Bokko-chan – Shinichi Hoshi

Apostolou- Best Japanese Hoshi- Bokko-chan

“Bokko-chan” (shortstory) by Shinichi Hoshi

From Apostolou & Greenberg’s The Best Japanese Science Fiction Stories (1989)
Originally from The Magazine of Fantasy and Science Fiction, June 1963

Original: Japanese, 1963
Translated by Noriyoshi Saito, 1963

“The story of a B-girl who didn’t have a heart of gold” (47)

Synopsis: An ingenious bartender creates a robot complete in female form whose charms could woo his patrons. Though lacking in conversational depth, the men in town grow fonder and fonder of the unknowingly robotic lass behind the bartender’s counter. Given drinks, which were then drained and served again, the little charming robotess makes him good money, but also breaks one young man’s heart to the point of contemplating murder.

Analysis: This is considered to be the first Japanese science fiction story ever published and while it may be over fifty years ago, it still reads like a piece of modern flash fiction and still has a brief but allegorical message.

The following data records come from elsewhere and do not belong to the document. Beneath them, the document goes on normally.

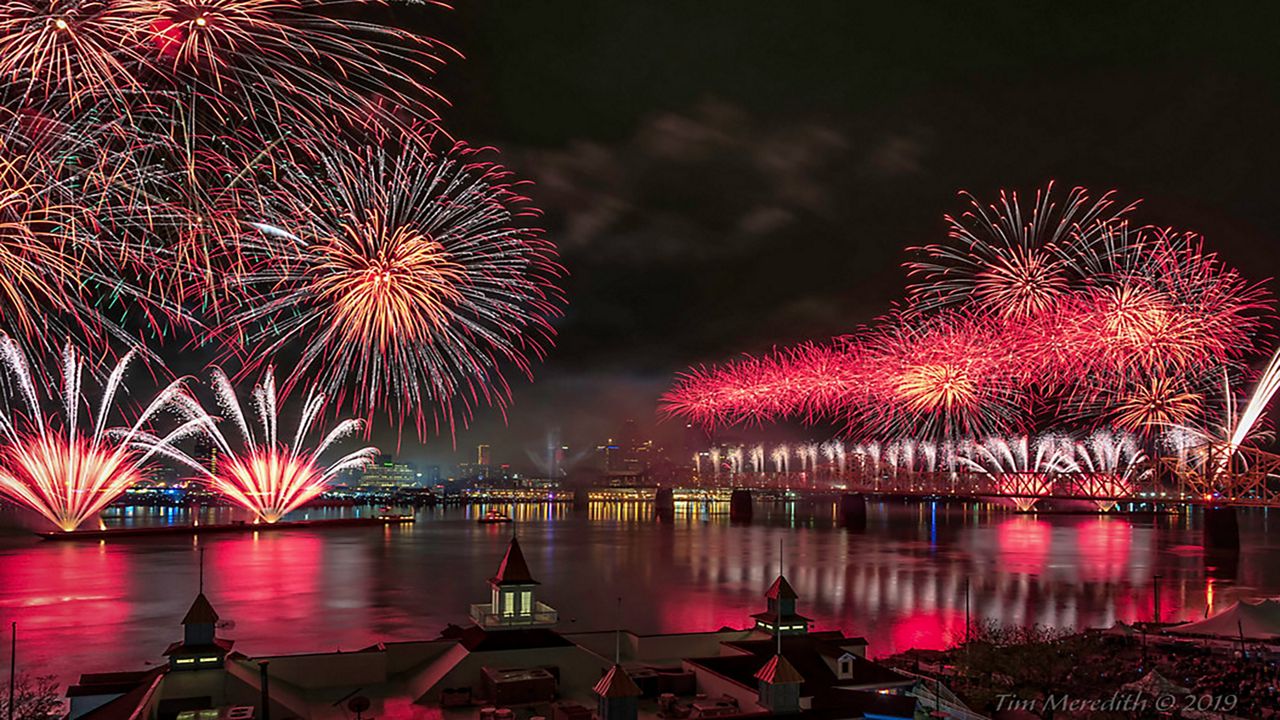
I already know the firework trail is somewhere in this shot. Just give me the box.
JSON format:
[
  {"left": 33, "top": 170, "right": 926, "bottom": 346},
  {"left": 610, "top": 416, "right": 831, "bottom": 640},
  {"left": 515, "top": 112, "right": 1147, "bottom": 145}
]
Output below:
[
  {"left": 189, "top": 369, "right": 378, "bottom": 523},
  {"left": 1061, "top": 430, "right": 1152, "bottom": 512},
  {"left": 906, "top": 183, "right": 1134, "bottom": 320},
  {"left": 748, "top": 445, "right": 764, "bottom": 473},
  {"left": 125, "top": 0, "right": 458, "bottom": 132},
  {"left": 663, "top": 186, "right": 1274, "bottom": 453},
  {"left": 0, "top": 0, "right": 148, "bottom": 104},
  {"left": 213, "top": 137, "right": 562, "bottom": 434},
  {"left": 769, "top": 445, "right": 791, "bottom": 475},
  {"left": 960, "top": 436, "right": 1073, "bottom": 512},
  {"left": 0, "top": 337, "right": 201, "bottom": 532}
]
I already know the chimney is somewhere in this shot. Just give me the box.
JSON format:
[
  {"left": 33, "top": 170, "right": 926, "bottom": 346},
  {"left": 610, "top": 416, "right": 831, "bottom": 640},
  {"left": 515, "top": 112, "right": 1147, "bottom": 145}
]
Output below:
[
  {"left": 593, "top": 662, "right": 643, "bottom": 720},
  {"left": 755, "top": 652, "right": 804, "bottom": 715}
]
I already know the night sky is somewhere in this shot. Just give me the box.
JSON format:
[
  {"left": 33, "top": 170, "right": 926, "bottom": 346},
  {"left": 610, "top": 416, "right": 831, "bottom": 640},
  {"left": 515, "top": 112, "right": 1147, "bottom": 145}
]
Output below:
[{"left": 389, "top": 0, "right": 1280, "bottom": 465}]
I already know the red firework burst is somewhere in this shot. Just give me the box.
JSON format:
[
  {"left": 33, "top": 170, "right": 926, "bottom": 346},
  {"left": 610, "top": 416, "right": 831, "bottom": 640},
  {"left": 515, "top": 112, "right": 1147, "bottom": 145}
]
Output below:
[
  {"left": 849, "top": 313, "right": 1028, "bottom": 439},
  {"left": 906, "top": 183, "right": 1134, "bottom": 320}
]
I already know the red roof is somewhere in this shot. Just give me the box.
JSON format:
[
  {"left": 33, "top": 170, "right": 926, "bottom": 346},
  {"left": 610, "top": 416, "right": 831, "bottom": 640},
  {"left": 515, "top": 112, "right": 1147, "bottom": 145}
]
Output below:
[
  {"left": 489, "top": 537, "right": 538, "bottom": 585},
  {"left": 755, "top": 655, "right": 804, "bottom": 685},
  {"left": 764, "top": 575, "right": 800, "bottom": 600},
  {"left": 182, "top": 593, "right": 218, "bottom": 625},
  {"left": 593, "top": 664, "right": 644, "bottom": 697}
]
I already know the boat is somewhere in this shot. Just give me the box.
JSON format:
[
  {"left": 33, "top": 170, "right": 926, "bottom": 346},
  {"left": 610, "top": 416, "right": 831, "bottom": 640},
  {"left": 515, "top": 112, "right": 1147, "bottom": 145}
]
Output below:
[{"left": 477, "top": 510, "right": 511, "bottom": 525}]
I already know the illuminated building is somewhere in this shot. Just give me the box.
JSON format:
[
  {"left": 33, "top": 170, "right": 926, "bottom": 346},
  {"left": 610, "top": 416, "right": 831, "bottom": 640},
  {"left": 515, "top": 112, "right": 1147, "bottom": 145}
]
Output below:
[
  {"left": 68, "top": 538, "right": 931, "bottom": 720},
  {"left": 360, "top": 455, "right": 419, "bottom": 488}
]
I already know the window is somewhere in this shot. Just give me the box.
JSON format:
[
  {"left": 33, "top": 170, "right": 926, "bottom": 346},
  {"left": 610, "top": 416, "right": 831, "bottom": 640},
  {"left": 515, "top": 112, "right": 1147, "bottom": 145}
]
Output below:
[{"left": 840, "top": 655, "right": 854, "bottom": 679}]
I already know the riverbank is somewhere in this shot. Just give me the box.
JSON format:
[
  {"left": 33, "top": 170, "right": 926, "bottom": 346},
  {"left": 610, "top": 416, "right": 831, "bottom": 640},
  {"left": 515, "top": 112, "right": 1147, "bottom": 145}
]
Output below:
[{"left": 883, "top": 624, "right": 1280, "bottom": 720}]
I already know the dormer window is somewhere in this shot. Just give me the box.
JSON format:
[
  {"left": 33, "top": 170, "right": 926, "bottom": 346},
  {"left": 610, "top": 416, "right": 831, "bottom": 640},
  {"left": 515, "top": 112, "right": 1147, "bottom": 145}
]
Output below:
[{"left": 838, "top": 653, "right": 854, "bottom": 680}]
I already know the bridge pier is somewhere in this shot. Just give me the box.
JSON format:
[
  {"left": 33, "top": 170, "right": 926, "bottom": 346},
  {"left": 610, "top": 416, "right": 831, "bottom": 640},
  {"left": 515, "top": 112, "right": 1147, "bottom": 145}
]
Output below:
[
  {"left": 728, "top": 488, "right": 754, "bottom": 523},
  {"left": 573, "top": 486, "right": 591, "bottom": 510},
  {"left": 836, "top": 492, "right": 867, "bottom": 530},
  {"left": 1203, "top": 506, "right": 1240, "bottom": 550},
  {"left": 653, "top": 488, "right": 676, "bottom": 518}
]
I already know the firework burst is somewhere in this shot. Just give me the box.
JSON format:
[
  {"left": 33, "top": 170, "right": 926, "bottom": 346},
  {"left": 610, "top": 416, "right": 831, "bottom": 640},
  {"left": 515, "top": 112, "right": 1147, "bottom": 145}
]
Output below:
[
  {"left": 129, "top": 0, "right": 457, "bottom": 129},
  {"left": 0, "top": 337, "right": 200, "bottom": 532},
  {"left": 0, "top": 0, "right": 148, "bottom": 104},
  {"left": 225, "top": 137, "right": 561, "bottom": 433},
  {"left": 190, "top": 369, "right": 378, "bottom": 523},
  {"left": 906, "top": 183, "right": 1133, "bottom": 320}
]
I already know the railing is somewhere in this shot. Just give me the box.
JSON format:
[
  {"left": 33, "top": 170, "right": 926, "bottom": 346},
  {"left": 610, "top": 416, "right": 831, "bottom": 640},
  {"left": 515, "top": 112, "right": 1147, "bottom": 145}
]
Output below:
[{"left": 471, "top": 602, "right": 559, "bottom": 629}]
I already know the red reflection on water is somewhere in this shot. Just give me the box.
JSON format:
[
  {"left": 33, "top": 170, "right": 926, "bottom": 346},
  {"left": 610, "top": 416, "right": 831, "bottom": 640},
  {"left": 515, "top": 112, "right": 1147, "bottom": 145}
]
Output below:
[
  {"left": 1075, "top": 518, "right": 1133, "bottom": 583},
  {"left": 876, "top": 610, "right": 964, "bottom": 653},
  {"left": 996, "top": 515, "right": 1053, "bottom": 574}
]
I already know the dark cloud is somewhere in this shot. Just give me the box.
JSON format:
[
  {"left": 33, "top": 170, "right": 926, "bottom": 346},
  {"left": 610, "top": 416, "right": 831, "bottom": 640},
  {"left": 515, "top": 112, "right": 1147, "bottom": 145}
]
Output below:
[{"left": 386, "top": 0, "right": 1280, "bottom": 468}]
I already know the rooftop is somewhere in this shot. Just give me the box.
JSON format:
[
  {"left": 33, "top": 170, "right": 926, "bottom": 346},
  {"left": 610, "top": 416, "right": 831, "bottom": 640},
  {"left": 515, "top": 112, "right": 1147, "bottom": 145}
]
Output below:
[{"left": 489, "top": 537, "right": 539, "bottom": 585}]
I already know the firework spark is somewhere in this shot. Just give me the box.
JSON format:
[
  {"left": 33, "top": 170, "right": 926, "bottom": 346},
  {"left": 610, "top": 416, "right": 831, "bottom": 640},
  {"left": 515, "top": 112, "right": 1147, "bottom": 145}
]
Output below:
[
  {"left": 908, "top": 183, "right": 1134, "bottom": 320},
  {"left": 0, "top": 337, "right": 200, "bottom": 532},
  {"left": 190, "top": 369, "right": 378, "bottom": 523},
  {"left": 227, "top": 137, "right": 561, "bottom": 434}
]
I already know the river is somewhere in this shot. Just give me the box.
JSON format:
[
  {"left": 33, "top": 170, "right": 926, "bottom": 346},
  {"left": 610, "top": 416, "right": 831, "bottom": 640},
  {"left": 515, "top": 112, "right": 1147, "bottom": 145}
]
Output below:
[{"left": 0, "top": 502, "right": 1280, "bottom": 683}]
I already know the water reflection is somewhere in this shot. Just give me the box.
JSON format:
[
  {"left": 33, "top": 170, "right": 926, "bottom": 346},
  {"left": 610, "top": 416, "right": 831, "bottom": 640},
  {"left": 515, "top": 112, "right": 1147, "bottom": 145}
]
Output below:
[{"left": 0, "top": 502, "right": 1280, "bottom": 680}]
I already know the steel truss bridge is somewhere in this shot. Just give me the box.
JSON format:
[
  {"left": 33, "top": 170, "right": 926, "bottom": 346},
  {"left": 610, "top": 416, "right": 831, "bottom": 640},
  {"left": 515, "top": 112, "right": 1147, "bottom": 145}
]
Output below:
[{"left": 699, "top": 443, "right": 1280, "bottom": 510}]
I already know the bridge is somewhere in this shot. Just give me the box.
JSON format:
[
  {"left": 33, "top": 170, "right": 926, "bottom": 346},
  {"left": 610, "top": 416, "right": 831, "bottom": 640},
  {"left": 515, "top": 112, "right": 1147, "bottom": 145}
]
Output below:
[
  {"left": 580, "top": 443, "right": 1280, "bottom": 547},
  {"left": 670, "top": 443, "right": 1280, "bottom": 511}
]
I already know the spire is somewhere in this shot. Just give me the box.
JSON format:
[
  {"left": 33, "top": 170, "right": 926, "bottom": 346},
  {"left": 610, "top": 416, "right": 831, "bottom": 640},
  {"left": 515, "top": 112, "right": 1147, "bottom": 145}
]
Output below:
[
  {"left": 182, "top": 593, "right": 218, "bottom": 625},
  {"left": 764, "top": 574, "right": 800, "bottom": 600},
  {"left": 755, "top": 652, "right": 804, "bottom": 685},
  {"left": 489, "top": 536, "right": 539, "bottom": 585},
  {"left": 755, "top": 652, "right": 804, "bottom": 715},
  {"left": 591, "top": 662, "right": 644, "bottom": 698},
  {"left": 613, "top": 596, "right": 622, "bottom": 665}
]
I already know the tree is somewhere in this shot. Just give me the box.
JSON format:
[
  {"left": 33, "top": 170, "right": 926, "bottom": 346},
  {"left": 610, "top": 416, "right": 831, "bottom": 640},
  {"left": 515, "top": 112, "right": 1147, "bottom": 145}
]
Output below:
[{"left": 0, "top": 674, "right": 63, "bottom": 720}]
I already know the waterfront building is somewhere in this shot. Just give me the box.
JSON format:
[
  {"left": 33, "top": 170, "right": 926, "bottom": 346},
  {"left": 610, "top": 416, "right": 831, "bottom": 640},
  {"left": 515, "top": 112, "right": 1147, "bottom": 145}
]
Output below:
[
  {"left": 68, "top": 538, "right": 937, "bottom": 720},
  {"left": 360, "top": 454, "right": 419, "bottom": 489}
]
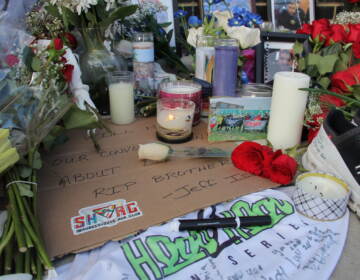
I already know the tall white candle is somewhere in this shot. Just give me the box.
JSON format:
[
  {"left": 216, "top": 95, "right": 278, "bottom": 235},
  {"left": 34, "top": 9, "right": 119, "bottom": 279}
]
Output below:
[
  {"left": 109, "top": 82, "right": 135, "bottom": 124},
  {"left": 267, "top": 72, "right": 310, "bottom": 149},
  {"left": 195, "top": 47, "right": 215, "bottom": 82}
]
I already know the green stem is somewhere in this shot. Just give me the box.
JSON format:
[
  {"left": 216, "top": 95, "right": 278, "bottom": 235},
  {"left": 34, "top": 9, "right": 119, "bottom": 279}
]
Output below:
[
  {"left": 8, "top": 184, "right": 27, "bottom": 253},
  {"left": 300, "top": 88, "right": 360, "bottom": 106},
  {"left": 36, "top": 255, "right": 43, "bottom": 280},
  {"left": 0, "top": 222, "right": 15, "bottom": 255},
  {"left": 14, "top": 252, "right": 25, "bottom": 273},
  {"left": 4, "top": 238, "right": 14, "bottom": 274},
  {"left": 14, "top": 184, "right": 53, "bottom": 269},
  {"left": 24, "top": 250, "right": 31, "bottom": 274}
]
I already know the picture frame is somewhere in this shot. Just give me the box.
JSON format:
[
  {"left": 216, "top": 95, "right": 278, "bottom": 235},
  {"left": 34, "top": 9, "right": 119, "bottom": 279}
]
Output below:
[
  {"left": 255, "top": 32, "right": 308, "bottom": 84},
  {"left": 202, "top": 0, "right": 256, "bottom": 15},
  {"left": 267, "top": 0, "right": 315, "bottom": 32}
]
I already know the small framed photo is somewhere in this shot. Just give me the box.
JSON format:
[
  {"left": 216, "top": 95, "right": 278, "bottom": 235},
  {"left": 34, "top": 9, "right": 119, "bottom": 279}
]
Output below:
[
  {"left": 268, "top": 0, "right": 315, "bottom": 32},
  {"left": 255, "top": 32, "right": 308, "bottom": 84},
  {"left": 202, "top": 0, "right": 256, "bottom": 15}
]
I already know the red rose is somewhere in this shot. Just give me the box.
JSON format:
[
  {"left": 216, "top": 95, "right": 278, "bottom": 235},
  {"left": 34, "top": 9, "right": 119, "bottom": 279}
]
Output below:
[
  {"left": 296, "top": 23, "right": 313, "bottom": 35},
  {"left": 319, "top": 94, "right": 346, "bottom": 112},
  {"left": 311, "top": 18, "right": 330, "bottom": 41},
  {"left": 62, "top": 64, "right": 74, "bottom": 83},
  {"left": 5, "top": 54, "right": 20, "bottom": 67},
  {"left": 53, "top": 38, "right": 64, "bottom": 51},
  {"left": 331, "top": 64, "right": 360, "bottom": 93},
  {"left": 307, "top": 127, "right": 320, "bottom": 144},
  {"left": 64, "top": 32, "right": 77, "bottom": 49},
  {"left": 266, "top": 152, "right": 297, "bottom": 185},
  {"left": 325, "top": 24, "right": 347, "bottom": 46},
  {"left": 352, "top": 41, "right": 360, "bottom": 58},
  {"left": 231, "top": 141, "right": 264, "bottom": 175},
  {"left": 347, "top": 24, "right": 360, "bottom": 43}
]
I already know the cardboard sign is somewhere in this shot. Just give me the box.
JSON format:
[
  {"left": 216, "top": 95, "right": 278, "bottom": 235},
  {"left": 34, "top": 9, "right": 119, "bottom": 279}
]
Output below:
[{"left": 39, "top": 119, "right": 276, "bottom": 257}]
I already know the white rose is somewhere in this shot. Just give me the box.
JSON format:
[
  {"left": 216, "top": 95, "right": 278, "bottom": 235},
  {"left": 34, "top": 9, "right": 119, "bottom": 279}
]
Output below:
[
  {"left": 138, "top": 143, "right": 170, "bottom": 161},
  {"left": 225, "top": 26, "right": 261, "bottom": 49},
  {"left": 186, "top": 26, "right": 204, "bottom": 48},
  {"left": 213, "top": 11, "right": 232, "bottom": 30}
]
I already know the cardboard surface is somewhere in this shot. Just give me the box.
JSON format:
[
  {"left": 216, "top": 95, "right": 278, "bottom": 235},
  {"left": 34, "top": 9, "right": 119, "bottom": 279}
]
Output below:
[{"left": 39, "top": 118, "right": 276, "bottom": 257}]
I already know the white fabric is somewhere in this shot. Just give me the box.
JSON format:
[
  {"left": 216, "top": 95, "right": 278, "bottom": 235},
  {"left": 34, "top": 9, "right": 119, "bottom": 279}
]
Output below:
[
  {"left": 33, "top": 40, "right": 96, "bottom": 110},
  {"left": 0, "top": 211, "right": 8, "bottom": 237},
  {"left": 53, "top": 190, "right": 349, "bottom": 280}
]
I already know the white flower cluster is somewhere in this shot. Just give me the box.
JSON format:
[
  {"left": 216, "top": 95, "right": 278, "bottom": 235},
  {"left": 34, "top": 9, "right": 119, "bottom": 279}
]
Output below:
[
  {"left": 50, "top": 0, "right": 122, "bottom": 15},
  {"left": 127, "top": 0, "right": 167, "bottom": 21},
  {"left": 332, "top": 11, "right": 360, "bottom": 24}
]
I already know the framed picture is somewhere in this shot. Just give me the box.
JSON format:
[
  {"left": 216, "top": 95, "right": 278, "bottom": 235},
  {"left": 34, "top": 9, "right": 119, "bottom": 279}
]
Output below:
[
  {"left": 268, "top": 0, "right": 315, "bottom": 32},
  {"left": 202, "top": 0, "right": 256, "bottom": 15},
  {"left": 255, "top": 32, "right": 308, "bottom": 84}
]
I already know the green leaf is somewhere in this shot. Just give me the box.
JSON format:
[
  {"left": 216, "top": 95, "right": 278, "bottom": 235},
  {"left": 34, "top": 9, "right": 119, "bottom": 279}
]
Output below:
[
  {"left": 100, "top": 5, "right": 138, "bottom": 29},
  {"left": 22, "top": 46, "right": 35, "bottom": 70},
  {"left": 63, "top": 105, "right": 99, "bottom": 129},
  {"left": 293, "top": 41, "right": 304, "bottom": 55},
  {"left": 320, "top": 43, "right": 342, "bottom": 56},
  {"left": 32, "top": 151, "right": 42, "bottom": 169},
  {"left": 166, "top": 29, "right": 174, "bottom": 42},
  {"left": 298, "top": 57, "right": 306, "bottom": 72},
  {"left": 319, "top": 77, "right": 331, "bottom": 89},
  {"left": 306, "top": 53, "right": 322, "bottom": 66},
  {"left": 306, "top": 65, "right": 319, "bottom": 78},
  {"left": 62, "top": 7, "right": 81, "bottom": 27},
  {"left": 20, "top": 166, "right": 32, "bottom": 179},
  {"left": 85, "top": 12, "right": 97, "bottom": 25},
  {"left": 42, "top": 125, "right": 69, "bottom": 151},
  {"left": 159, "top": 22, "right": 171, "bottom": 28},
  {"left": 318, "top": 54, "right": 339, "bottom": 75},
  {"left": 45, "top": 5, "right": 62, "bottom": 19},
  {"left": 17, "top": 183, "right": 34, "bottom": 197},
  {"left": 31, "top": 56, "right": 41, "bottom": 72},
  {"left": 352, "top": 85, "right": 360, "bottom": 100}
]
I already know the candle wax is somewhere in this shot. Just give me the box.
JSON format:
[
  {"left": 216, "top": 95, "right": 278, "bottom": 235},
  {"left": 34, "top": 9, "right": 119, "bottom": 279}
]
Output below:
[
  {"left": 109, "top": 82, "right": 135, "bottom": 124},
  {"left": 297, "top": 176, "right": 348, "bottom": 199},
  {"left": 157, "top": 108, "right": 194, "bottom": 130},
  {"left": 267, "top": 72, "right": 310, "bottom": 149}
]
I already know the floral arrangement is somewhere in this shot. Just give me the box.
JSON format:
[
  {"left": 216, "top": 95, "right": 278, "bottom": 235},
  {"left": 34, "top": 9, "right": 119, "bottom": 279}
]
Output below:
[
  {"left": 231, "top": 141, "right": 297, "bottom": 185},
  {"left": 187, "top": 7, "right": 262, "bottom": 49},
  {"left": 294, "top": 19, "right": 360, "bottom": 141}
]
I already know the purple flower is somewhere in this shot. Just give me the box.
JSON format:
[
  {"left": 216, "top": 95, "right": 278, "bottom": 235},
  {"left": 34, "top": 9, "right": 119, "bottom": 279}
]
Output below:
[
  {"left": 174, "top": 9, "right": 188, "bottom": 18},
  {"left": 188, "top": 16, "right": 202, "bottom": 27}
]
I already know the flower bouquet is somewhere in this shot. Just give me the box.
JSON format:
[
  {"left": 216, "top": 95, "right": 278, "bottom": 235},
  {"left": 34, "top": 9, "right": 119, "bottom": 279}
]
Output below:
[
  {"left": 294, "top": 19, "right": 360, "bottom": 141},
  {"left": 0, "top": 25, "right": 97, "bottom": 279}
]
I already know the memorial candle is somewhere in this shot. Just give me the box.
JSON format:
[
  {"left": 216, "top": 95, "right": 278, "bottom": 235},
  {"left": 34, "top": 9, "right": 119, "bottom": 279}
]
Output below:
[
  {"left": 109, "top": 71, "right": 135, "bottom": 124},
  {"left": 267, "top": 72, "right": 310, "bottom": 149},
  {"left": 156, "top": 98, "right": 195, "bottom": 143},
  {"left": 213, "top": 39, "right": 239, "bottom": 96}
]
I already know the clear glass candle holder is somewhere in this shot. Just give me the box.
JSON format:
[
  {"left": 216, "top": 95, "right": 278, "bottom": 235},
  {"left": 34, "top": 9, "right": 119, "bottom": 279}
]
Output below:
[
  {"left": 158, "top": 81, "right": 202, "bottom": 125},
  {"left": 108, "top": 71, "right": 135, "bottom": 124},
  {"left": 156, "top": 98, "right": 195, "bottom": 143}
]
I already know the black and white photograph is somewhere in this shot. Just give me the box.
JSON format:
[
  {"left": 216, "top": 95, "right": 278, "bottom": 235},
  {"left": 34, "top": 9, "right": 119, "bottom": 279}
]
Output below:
[{"left": 269, "top": 0, "right": 314, "bottom": 31}]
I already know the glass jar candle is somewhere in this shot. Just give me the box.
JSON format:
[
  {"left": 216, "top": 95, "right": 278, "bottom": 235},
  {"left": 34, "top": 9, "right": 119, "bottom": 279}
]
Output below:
[
  {"left": 108, "top": 71, "right": 135, "bottom": 124},
  {"left": 159, "top": 81, "right": 202, "bottom": 125},
  {"left": 213, "top": 39, "right": 239, "bottom": 96},
  {"left": 195, "top": 35, "right": 215, "bottom": 83},
  {"left": 132, "top": 32, "right": 155, "bottom": 92},
  {"left": 156, "top": 98, "right": 195, "bottom": 143}
]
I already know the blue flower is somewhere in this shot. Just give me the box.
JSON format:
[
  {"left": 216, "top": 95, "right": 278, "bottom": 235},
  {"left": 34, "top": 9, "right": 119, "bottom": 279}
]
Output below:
[
  {"left": 241, "top": 71, "right": 249, "bottom": 84},
  {"left": 188, "top": 16, "right": 202, "bottom": 27},
  {"left": 206, "top": 0, "right": 223, "bottom": 5},
  {"left": 228, "top": 17, "right": 244, "bottom": 27},
  {"left": 174, "top": 10, "right": 188, "bottom": 18}
]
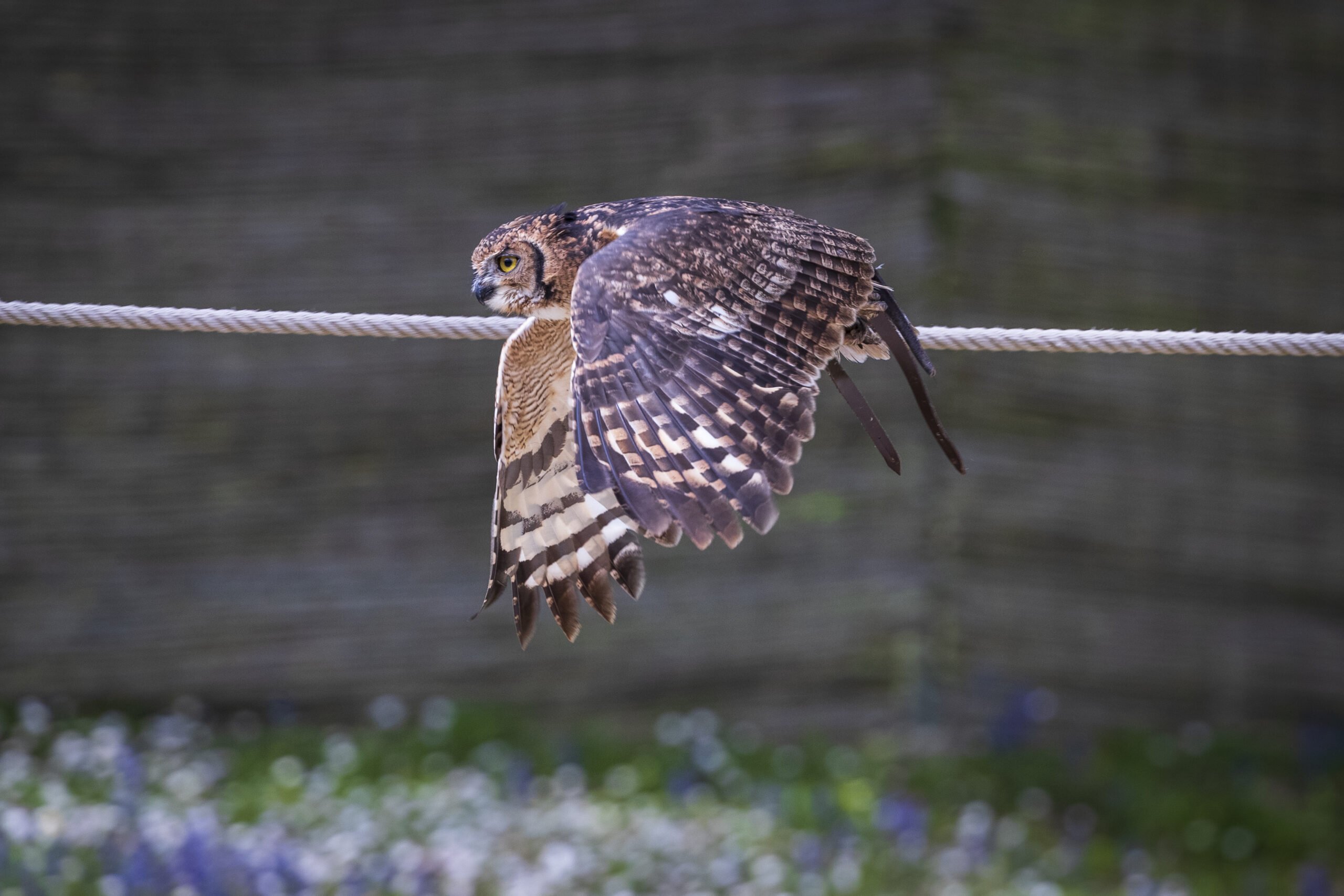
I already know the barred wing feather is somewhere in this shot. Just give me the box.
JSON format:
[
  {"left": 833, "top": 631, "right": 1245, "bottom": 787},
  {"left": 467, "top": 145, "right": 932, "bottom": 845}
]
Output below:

The common man who flock to the bar are impressed with the ersatz female bartender simply because of her perfectly unblemished skin (having superficial beauty). Her physical presence draws in more men by the week; however, “like many great beauties, she was rather empty-headed” (48). Regardless, the men croon and attempt to woo her while she answers in nonsensical, reworded, rhetorical questions from her own program (lacking the beauty of intelligence). The bar’s owner saves her from more in depth questions so as not to disenchant the paying customers.

Superficial beauty versus the beauty of intelligence is, obviously, the focus of Hoshi’s story. The simple man has simple pleasures: the drinking of alcohol and the admiring of eye-candy. While some men attempt to lure her into a date, all the while being accosted by the protective bar owner, one young man became infatuated with her. Unable to emotionally connect with the construct, he has a final conversation with her which follows a predictable pattern. As she does not understand her words, she also does not understand the consequences, a fault which lies with the bar owner who plays the hearts of men for profit.